The old town centre of Koksijde is located about two kilometres from the shoreline. Close by the sea, a new tourist centre, Koksijde-bad, has developed. A bit to the west on the territory is the hamlet of Saint-Idesbald. The old town centre of Oostduinkerke is located more than one kilometre from the coastline as well, with Oostduinkerke-bad close to the sea. Over four kilometres inland is the rural polder village of Wulpen.
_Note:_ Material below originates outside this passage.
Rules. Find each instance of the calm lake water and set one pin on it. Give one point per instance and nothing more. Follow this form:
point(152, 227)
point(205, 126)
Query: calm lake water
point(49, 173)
Koksijde borders the following villages and municipalities:
a. Nieuwpoort (city)
b. Ramskapelle (Nieuwpoort)
c. Booitshoeke (Veurne)
d. Veurne (city)
e. Adinkerke (municipality De Panne)
f. De Panne (municipality)

Tourism
The museum of the historical Ten Duinen Abbey is set in a modern building, explaining the religious and cultural importance of this abbey throughout history and showing the daily life of Cistercian monks from the early Middle Ages, beginning in 1107 till the death of the last monk in 1833. The archaeological site has been restored, and is open to the public. The attic of the museum contains a remarkable collection of liturgical silverware.

The British Military Cemetery (1940–1945) bears witness to British sacrifices in the Battle of Dunkirk.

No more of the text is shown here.